Diverting water from your downspout into rainwater catchment systems has several advantages:

Residential irrigation can account for 40% of domestic water consumption in a given municipality. Rain barrels not only store water, they help decrease demand during the sweltering summer months. Only 1/4 inch of rainfall runoff from the average roof will completely fill the typical barrel. Collection of water from rooftop runoff can provide an ample supply of this free "soft water" containing no chlorine, lime or calcium. Because it tends to have fewer sediments and dissolved salts than municipal water, rain water is ideal for a multitude of applications, including biodynamic and organic vegetable gardens, raised planter beds for botanicals, indoor tropical plants like ferns and orchids, automobile washing, and cleaning household windows.

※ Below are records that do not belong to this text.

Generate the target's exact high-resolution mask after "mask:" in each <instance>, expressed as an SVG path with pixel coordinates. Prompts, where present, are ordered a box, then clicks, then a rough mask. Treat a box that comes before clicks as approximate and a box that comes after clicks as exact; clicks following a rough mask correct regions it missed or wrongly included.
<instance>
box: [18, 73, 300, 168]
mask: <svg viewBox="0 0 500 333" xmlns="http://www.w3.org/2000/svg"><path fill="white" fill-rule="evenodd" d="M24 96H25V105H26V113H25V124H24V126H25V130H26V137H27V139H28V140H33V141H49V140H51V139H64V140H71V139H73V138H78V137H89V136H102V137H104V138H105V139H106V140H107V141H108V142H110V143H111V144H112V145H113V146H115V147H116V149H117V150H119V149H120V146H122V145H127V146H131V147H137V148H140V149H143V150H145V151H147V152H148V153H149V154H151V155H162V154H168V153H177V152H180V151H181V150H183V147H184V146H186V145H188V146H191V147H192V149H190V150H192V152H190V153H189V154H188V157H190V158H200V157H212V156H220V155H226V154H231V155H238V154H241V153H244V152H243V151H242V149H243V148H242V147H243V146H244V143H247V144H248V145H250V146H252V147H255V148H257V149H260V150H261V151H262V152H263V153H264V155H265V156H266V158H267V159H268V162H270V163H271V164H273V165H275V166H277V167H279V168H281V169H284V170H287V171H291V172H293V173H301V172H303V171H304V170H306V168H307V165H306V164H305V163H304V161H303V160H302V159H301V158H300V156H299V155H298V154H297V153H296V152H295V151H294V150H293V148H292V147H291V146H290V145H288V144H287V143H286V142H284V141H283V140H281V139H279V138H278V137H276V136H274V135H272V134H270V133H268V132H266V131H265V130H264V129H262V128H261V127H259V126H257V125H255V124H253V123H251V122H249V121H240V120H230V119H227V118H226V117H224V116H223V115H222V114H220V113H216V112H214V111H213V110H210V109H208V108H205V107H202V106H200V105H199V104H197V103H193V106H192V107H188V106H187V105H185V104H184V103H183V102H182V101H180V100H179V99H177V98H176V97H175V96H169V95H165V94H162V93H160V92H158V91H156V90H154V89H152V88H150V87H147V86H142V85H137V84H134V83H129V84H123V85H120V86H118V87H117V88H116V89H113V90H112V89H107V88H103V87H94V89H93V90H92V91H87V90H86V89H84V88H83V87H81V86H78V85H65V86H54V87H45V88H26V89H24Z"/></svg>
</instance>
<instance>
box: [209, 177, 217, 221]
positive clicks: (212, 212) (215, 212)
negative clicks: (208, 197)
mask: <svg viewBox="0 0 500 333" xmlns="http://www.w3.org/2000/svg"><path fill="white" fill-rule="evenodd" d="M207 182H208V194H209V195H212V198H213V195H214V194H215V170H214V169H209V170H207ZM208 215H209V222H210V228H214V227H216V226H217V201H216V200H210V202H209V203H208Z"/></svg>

Saving water in this manner will reduce you demand for treated tap water, and save money by lowering your monthly bill. Rain water diversion will also help decrease the burden on water treatment facilities and municipal drainage systems during storms. The storage of rain water is also recommended for general emergency preparedness, or for areas prone to disasters or drought. A good formula to remember: 1 inch of rain on a 1,000 sq ft roof yields 623 gallons of water. Calculate the yield of your roof by multiplying the square footage of your roof by 623 and divide by 1000.

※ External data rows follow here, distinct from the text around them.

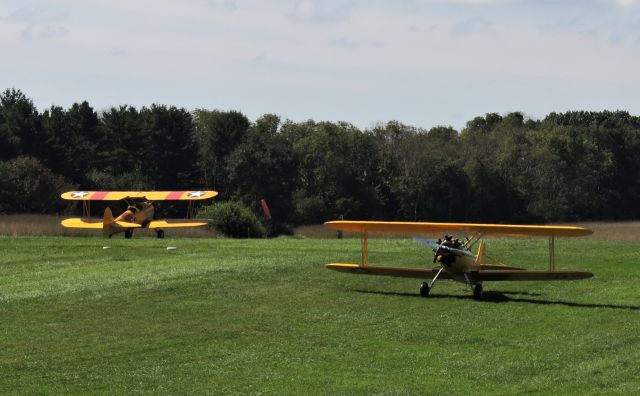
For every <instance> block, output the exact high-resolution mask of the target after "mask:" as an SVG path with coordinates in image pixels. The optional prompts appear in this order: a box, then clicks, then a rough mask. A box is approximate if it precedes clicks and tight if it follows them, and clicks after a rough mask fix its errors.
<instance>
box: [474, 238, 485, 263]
mask: <svg viewBox="0 0 640 396" xmlns="http://www.w3.org/2000/svg"><path fill="white" fill-rule="evenodd" d="M486 249H487V248H486V247H485V246H484V241H480V245H479V246H478V254H476V265H482V263H484V262H485V261H486V260H485V254H486Z"/></svg>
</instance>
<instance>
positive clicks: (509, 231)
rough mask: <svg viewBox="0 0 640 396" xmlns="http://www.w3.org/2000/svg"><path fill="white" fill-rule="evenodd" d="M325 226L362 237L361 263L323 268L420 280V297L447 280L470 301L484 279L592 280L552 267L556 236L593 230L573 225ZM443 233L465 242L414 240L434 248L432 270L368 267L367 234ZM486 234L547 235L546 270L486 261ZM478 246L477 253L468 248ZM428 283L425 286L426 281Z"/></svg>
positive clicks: (486, 279)
mask: <svg viewBox="0 0 640 396" xmlns="http://www.w3.org/2000/svg"><path fill="white" fill-rule="evenodd" d="M325 226H327V227H330V228H333V229H336V230H339V231H347V232H355V233H360V234H361V241H362V262H361V263H360V264H345V263H331V264H327V265H326V267H327V268H328V269H331V270H334V271H340V272H347V273H352V274H364V275H383V276H395V277H404V278H419V279H424V280H425V281H424V282H422V284H421V285H420V295H421V296H423V297H427V296H429V293H430V292H431V290H432V289H433V286H434V285H435V283H436V281H437V280H439V279H450V280H454V281H457V282H462V283H464V284H466V285H468V286H470V287H471V289H472V291H473V296H474V298H475V299H481V298H482V290H483V289H482V284H483V282H485V281H550V280H576V279H585V278H591V277H592V276H593V274H592V273H591V272H586V271H576V270H560V269H556V263H555V239H556V237H577V236H587V235H590V234H592V233H593V231H591V230H589V229H587V228H582V227H572V226H534V225H504V224H471V223H411V222H380V221H329V222H326V223H325ZM448 231H456V232H460V233H466V234H467V238H465V239H464V241H461V240H459V239H453V237H452V236H451V235H445V237H444V239H439V240H438V241H428V240H425V239H422V238H416V240H417V241H418V242H420V243H422V244H423V245H426V246H429V247H431V248H432V249H433V252H434V257H433V264H437V265H436V266H434V267H432V268H405V267H395V266H376V265H369V247H368V246H369V244H368V233H369V232H391V233H405V234H414V235H426V234H440V235H442V234H441V233H443V232H448ZM486 235H498V236H515V237H548V238H549V270H529V269H526V268H521V267H512V266H508V265H505V264H503V263H490V262H488V261H487V257H486V247H485V243H484V240H482V238H483V237H484V236H486ZM476 243H477V244H478V250H477V253H475V254H474V253H473V252H471V248H472V247H473V246H474V245H475V244H476ZM427 279H430V280H431V281H430V282H427V281H426V280H427Z"/></svg>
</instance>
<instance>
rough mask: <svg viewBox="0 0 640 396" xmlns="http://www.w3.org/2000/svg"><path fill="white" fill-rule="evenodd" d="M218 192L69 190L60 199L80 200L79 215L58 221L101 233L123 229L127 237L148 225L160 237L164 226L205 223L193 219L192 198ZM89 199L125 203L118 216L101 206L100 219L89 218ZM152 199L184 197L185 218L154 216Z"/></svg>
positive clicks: (73, 200) (89, 200)
mask: <svg viewBox="0 0 640 396" xmlns="http://www.w3.org/2000/svg"><path fill="white" fill-rule="evenodd" d="M216 195H218V193H217V192H216V191H69V192H65V193H63V194H61V195H60V197H61V198H62V199H66V200H71V201H82V204H83V206H82V208H83V210H82V217H81V218H71V219H65V220H62V222H61V223H60V224H62V226H63V227H68V228H87V229H101V230H102V233H103V235H104V236H105V237H107V238H111V237H112V236H113V235H114V234H117V233H120V232H123V233H124V237H125V238H126V239H129V238H131V237H132V236H133V230H135V229H137V228H150V229H154V230H155V231H156V236H157V237H158V238H164V230H165V229H166V228H179V227H201V226H205V225H207V224H209V223H208V222H207V221H203V220H193V219H192V217H193V215H194V214H195V206H194V205H193V202H194V201H202V200H206V199H211V198H213V197H215V196H216ZM91 201H123V202H125V203H126V204H127V210H125V211H124V212H123V213H122V214H121V215H119V216H118V217H114V216H113V213H112V212H111V208H109V207H107V208H106V209H105V210H104V213H103V216H102V219H92V218H90V214H91V213H90V212H91V208H90V203H91ZM154 201H188V202H189V205H188V208H187V219H180V220H155V219H154V214H155V209H154V206H153V202H154Z"/></svg>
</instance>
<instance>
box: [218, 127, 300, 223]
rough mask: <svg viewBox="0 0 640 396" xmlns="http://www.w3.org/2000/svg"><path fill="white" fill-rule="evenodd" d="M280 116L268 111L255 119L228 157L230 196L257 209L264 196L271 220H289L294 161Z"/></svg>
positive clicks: (280, 221) (290, 208)
mask: <svg viewBox="0 0 640 396" xmlns="http://www.w3.org/2000/svg"><path fill="white" fill-rule="evenodd" d="M279 126H280V119H279V118H278V117H277V116H275V115H273V114H267V115H264V116H262V117H261V118H259V119H258V120H256V122H255V123H254V124H253V125H251V127H250V128H249V130H248V131H247V135H246V137H245V139H244V141H243V142H242V143H240V144H239V145H238V146H236V148H235V149H234V150H233V151H232V152H231V154H229V156H228V157H227V161H226V162H227V174H228V175H229V176H228V177H229V183H228V188H227V189H226V191H227V193H228V194H229V196H230V197H232V198H235V199H238V200H241V201H242V202H244V204H245V205H248V206H249V207H253V208H256V207H257V206H258V202H259V200H261V199H265V200H266V201H267V203H268V205H269V208H270V212H271V214H272V216H273V219H272V223H276V228H281V227H278V225H284V224H287V223H289V222H290V221H292V220H293V219H291V218H290V215H291V213H292V211H293V210H292V203H291V202H292V199H291V197H292V194H293V191H294V189H295V183H296V173H297V169H298V166H297V163H296V162H295V159H294V156H293V152H292V147H291V146H290V145H289V144H288V142H287V141H286V138H285V137H284V135H283V134H282V133H280V131H279Z"/></svg>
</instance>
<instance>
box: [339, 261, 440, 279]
mask: <svg viewBox="0 0 640 396" xmlns="http://www.w3.org/2000/svg"><path fill="white" fill-rule="evenodd" d="M326 267H327V268H328V269H330V270H334V271H339V272H347V273H350V274H361V275H381V276H394V277H400V278H418V279H431V278H433V277H434V276H435V275H436V274H437V273H438V270H439V268H403V267H379V266H373V265H367V266H366V267H365V266H361V265H358V264H336V263H334V264H327V265H326ZM439 278H440V279H451V277H450V276H449V274H447V273H446V272H444V271H443V272H442V273H441V274H440V276H439Z"/></svg>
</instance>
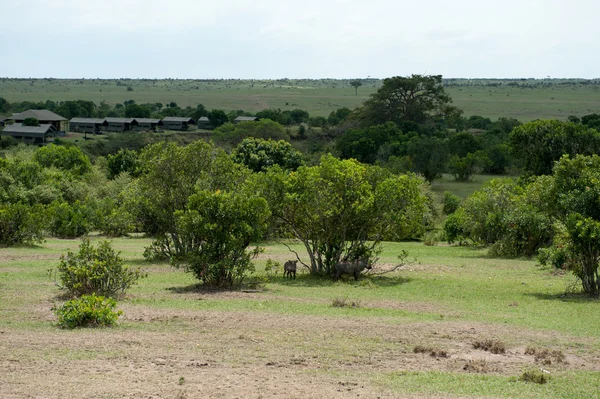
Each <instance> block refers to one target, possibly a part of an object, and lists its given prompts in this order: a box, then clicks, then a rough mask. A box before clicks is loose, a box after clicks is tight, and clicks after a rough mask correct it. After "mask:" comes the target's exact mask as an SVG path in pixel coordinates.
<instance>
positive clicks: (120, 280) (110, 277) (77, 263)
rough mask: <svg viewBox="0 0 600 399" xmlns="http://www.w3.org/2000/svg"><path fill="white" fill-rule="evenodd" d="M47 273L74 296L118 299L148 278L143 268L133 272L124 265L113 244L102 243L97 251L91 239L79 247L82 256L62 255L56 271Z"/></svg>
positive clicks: (68, 252) (117, 252)
mask: <svg viewBox="0 0 600 399" xmlns="http://www.w3.org/2000/svg"><path fill="white" fill-rule="evenodd" d="M48 272H49V274H50V276H51V277H53V278H54V281H55V282H56V283H57V285H58V286H59V287H60V288H65V289H67V290H68V291H69V292H70V293H71V294H72V295H74V296H82V295H88V294H96V295H105V296H116V295H118V294H122V293H124V292H125V290H127V289H128V288H129V287H131V286H132V285H135V284H137V281H138V280H139V279H140V278H142V277H145V274H144V273H143V272H142V271H141V270H140V268H137V269H135V270H130V269H129V268H128V267H127V266H124V265H123V259H122V258H121V257H120V256H119V253H118V252H117V253H115V251H114V250H113V248H112V247H111V245H110V242H108V241H103V242H100V244H99V245H98V248H94V247H93V246H92V245H91V244H90V240H89V239H88V238H85V239H84V240H83V242H82V243H81V245H80V246H79V253H77V254H75V253H73V252H70V251H69V252H68V253H67V255H66V256H65V255H64V254H63V255H62V256H61V257H60V264H59V265H58V267H57V269H56V270H54V269H50V270H49V271H48ZM57 277H58V280H60V282H58V281H57Z"/></svg>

Traditionally, rainwater from your roof flows to the ground via a downspout - a pipe through which water is channeled from your home or building eaves troughs (fancy name for roof top gutters). Some downspouts discharge water directly onto the ground, while others serve as conduits to the sewer system. Depending on your local jurisdiction and building design, water may be discharged into the sanitary sewer system, where it will accompany used household water to a municipal treatment facility; or it will enter the storm sewer system, which is designed to drain streets and parking lots of urban runoff. Storm water then passed into flood control channels and eventually enters the local streams, lakes and wetlands. In older municipalities, the sanitary and storm sewers are sometimes merged into one system of piping. During dry weather, the combined flow is diverted to the treatment facility for processing. But during heavy downpours or system failures, the facilities become overloaded and can exceed their carrying capacities, polluting local waterways. This unnatural contamination can lead to algae blooms, high bacterial counts, fetid odors, no fishing zones, and beach closures. Newer municipalities usually have infrastructure that separates the two systems, but that results in irrigation overflow from landscaping and farms entering the storm channels as urban runoff, tainting healthy watershed.